The monthly and quarterly revenue collection targets for this fiscal year would be fixed for the field formations taking into account final figures of revenue collection in 2011-12, enforcement of the Finance Act 2011 and other measures including documentation of economy. The targets for the first six months of 2011-12 would be fixed realistically and it would be ensured that the targets should not be very low in the first half of 2011-12. The ratio of the revenue collection target for the first six months could be 45 percent of total revenue collection. In the second half of 2011-12, the revenue collection target could be 55 percent of the total target of 2011-12. However, the final figures and distribution of targets would be fixed taking into account feedback of the Chief Commissioners in the coming national tax conference.
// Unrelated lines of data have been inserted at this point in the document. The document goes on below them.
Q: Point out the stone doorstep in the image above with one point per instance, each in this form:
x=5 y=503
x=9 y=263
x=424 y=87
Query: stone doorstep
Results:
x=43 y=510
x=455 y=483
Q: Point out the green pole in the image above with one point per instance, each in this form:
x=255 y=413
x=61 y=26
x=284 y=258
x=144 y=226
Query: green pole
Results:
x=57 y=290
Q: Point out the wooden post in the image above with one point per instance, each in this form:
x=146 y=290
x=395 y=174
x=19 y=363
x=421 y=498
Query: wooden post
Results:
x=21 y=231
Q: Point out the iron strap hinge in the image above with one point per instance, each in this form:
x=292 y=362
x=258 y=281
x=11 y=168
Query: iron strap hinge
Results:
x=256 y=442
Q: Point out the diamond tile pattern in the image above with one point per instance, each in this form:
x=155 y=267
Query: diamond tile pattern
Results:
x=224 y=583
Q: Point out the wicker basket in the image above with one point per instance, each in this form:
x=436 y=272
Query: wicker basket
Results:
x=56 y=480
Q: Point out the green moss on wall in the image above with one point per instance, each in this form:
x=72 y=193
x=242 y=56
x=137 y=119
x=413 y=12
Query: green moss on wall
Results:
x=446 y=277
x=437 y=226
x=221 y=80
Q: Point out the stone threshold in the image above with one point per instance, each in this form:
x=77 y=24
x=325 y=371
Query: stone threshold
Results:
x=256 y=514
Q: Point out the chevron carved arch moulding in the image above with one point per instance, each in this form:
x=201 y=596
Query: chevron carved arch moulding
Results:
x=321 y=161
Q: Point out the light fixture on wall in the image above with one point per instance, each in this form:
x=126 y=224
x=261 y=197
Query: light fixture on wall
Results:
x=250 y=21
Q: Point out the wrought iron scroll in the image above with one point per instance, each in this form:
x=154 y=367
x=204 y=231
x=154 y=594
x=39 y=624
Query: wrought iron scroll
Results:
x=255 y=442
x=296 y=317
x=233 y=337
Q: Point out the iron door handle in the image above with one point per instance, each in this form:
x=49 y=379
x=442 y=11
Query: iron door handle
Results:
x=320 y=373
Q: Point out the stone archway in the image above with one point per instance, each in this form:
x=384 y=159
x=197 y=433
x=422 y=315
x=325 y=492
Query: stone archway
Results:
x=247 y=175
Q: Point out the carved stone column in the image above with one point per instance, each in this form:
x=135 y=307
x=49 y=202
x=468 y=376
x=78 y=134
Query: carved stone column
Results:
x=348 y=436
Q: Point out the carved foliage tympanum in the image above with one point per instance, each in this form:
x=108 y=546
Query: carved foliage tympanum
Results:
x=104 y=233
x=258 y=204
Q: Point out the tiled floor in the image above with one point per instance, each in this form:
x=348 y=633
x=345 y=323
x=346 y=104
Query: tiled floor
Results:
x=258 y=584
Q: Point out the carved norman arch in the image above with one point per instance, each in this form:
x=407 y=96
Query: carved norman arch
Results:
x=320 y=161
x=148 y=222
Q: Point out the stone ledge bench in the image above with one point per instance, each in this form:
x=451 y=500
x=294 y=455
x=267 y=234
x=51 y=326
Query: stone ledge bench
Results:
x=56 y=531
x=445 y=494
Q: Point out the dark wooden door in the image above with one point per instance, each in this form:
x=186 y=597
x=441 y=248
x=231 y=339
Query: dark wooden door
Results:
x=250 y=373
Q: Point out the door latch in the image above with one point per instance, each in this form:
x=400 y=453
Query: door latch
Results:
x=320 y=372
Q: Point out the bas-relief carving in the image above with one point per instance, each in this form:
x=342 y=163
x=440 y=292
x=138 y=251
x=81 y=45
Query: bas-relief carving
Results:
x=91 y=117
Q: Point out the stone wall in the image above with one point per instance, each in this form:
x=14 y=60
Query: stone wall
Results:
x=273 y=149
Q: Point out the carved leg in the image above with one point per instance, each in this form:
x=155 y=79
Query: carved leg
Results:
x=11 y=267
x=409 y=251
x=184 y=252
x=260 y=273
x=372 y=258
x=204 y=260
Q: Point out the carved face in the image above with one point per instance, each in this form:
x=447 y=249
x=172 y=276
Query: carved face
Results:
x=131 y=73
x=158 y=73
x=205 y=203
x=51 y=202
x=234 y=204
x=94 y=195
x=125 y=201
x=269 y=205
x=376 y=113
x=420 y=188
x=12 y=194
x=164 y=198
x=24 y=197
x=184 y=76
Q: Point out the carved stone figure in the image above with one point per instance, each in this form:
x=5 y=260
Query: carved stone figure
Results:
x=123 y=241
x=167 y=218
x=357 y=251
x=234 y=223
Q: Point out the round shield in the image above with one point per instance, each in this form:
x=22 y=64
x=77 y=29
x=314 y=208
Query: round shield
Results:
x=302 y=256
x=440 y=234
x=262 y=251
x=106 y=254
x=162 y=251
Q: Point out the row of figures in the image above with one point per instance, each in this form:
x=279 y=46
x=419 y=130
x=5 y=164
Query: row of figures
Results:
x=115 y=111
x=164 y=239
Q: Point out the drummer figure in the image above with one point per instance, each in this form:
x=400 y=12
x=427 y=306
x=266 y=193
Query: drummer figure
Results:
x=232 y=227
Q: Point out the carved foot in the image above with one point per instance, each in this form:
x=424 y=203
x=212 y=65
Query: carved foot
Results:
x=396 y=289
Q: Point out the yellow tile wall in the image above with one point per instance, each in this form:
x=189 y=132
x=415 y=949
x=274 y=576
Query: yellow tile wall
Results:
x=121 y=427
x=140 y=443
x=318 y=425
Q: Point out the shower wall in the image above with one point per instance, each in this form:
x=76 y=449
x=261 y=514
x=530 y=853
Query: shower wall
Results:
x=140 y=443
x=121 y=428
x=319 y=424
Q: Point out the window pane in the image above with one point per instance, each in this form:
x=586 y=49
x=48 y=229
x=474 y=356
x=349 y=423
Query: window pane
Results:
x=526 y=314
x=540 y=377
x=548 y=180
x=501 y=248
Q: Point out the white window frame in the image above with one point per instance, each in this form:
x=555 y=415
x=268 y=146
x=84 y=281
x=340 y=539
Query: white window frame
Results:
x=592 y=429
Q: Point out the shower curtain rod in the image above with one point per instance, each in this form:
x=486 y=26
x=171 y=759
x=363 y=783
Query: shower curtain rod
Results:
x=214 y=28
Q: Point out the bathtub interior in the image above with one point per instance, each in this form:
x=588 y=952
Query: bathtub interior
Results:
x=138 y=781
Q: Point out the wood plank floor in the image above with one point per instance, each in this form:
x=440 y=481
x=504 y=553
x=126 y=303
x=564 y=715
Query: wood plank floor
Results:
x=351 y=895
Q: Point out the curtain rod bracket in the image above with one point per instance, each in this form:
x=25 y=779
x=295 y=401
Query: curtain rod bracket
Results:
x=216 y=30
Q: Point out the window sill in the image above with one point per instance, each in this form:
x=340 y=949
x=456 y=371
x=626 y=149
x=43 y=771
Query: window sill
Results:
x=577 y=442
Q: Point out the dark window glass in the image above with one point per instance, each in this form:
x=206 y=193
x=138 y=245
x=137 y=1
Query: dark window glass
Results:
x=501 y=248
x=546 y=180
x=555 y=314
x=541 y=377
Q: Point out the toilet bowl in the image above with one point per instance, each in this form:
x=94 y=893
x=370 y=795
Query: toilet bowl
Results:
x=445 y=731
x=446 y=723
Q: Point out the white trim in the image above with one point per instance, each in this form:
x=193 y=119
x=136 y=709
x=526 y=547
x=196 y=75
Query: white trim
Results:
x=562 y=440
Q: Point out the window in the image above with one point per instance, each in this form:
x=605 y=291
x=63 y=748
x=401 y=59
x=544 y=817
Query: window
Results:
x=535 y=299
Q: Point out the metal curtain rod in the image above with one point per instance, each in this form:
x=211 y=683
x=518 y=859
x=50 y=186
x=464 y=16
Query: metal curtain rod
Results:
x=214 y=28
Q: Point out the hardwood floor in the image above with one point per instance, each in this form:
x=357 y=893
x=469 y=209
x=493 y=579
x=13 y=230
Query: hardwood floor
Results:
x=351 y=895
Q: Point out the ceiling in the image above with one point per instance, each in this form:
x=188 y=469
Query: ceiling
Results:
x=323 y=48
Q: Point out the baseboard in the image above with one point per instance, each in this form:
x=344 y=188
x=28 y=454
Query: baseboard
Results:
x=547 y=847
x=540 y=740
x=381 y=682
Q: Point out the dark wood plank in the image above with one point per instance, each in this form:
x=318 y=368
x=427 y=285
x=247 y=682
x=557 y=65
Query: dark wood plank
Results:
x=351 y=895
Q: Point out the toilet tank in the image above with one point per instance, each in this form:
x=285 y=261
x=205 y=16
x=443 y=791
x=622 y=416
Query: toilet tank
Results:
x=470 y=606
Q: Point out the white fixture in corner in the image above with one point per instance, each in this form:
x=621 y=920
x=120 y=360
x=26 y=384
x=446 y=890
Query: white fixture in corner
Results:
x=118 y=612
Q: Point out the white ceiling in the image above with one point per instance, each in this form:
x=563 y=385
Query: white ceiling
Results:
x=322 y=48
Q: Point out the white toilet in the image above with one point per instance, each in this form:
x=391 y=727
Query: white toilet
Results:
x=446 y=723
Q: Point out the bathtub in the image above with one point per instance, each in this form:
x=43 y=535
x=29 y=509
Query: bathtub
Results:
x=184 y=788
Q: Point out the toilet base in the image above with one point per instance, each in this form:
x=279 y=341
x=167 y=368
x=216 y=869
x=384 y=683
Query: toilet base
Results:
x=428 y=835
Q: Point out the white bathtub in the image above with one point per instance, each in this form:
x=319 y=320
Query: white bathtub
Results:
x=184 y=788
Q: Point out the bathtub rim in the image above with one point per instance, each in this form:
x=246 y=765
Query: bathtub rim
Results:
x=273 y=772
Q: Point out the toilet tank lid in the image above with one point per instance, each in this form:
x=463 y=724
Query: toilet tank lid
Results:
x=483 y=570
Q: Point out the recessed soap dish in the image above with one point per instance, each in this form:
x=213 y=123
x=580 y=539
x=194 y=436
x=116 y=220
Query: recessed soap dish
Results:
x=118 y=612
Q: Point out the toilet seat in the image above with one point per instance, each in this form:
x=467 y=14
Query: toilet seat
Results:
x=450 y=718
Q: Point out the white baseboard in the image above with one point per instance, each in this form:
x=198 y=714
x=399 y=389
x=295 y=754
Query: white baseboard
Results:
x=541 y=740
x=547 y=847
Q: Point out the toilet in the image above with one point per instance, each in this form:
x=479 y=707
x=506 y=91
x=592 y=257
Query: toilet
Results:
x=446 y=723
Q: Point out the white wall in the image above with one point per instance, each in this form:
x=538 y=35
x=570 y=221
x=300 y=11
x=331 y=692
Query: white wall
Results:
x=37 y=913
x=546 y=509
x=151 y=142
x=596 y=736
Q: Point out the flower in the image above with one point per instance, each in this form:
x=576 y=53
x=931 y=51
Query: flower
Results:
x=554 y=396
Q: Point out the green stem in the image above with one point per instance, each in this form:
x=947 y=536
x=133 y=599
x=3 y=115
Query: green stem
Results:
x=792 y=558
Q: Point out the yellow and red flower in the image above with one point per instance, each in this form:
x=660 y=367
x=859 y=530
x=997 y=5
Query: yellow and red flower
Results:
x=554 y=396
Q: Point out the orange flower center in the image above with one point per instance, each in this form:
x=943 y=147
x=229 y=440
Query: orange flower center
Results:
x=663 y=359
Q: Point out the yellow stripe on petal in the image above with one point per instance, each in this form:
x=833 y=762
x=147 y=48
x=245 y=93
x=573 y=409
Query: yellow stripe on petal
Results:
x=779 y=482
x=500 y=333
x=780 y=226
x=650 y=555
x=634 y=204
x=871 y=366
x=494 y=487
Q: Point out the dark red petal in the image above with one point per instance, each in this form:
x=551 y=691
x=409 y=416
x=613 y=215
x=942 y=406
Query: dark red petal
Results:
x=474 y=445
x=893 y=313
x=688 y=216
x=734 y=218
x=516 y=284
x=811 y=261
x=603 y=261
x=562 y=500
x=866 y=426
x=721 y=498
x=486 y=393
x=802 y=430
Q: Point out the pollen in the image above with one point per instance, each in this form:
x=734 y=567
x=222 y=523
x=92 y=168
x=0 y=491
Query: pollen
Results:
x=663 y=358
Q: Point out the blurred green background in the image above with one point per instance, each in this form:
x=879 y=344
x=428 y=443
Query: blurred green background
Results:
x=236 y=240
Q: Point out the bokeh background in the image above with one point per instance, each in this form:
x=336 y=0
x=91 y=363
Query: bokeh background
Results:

It is important to mention that field visits of FBR Member IR to most of the LTUs/RTOs during last month of past fiscal year played an important role in improving revenue collection. For example, FBR Member IR frequently visited Karachi and stayed with the Karachi based tax officials for consecutive two days for monitoring revenue collection at the business hub of the country for consecutive 48 hours in last days of current fiscal. Similarly, he paid visits to most of the RTOs and LTUs to monitor collection at the field formations with constant monitoring on day to day basis. The day and night efforts of the FBR IR Wing played a key role in achievement of the revenue collection target of Rs 1588 billion in 2010-11.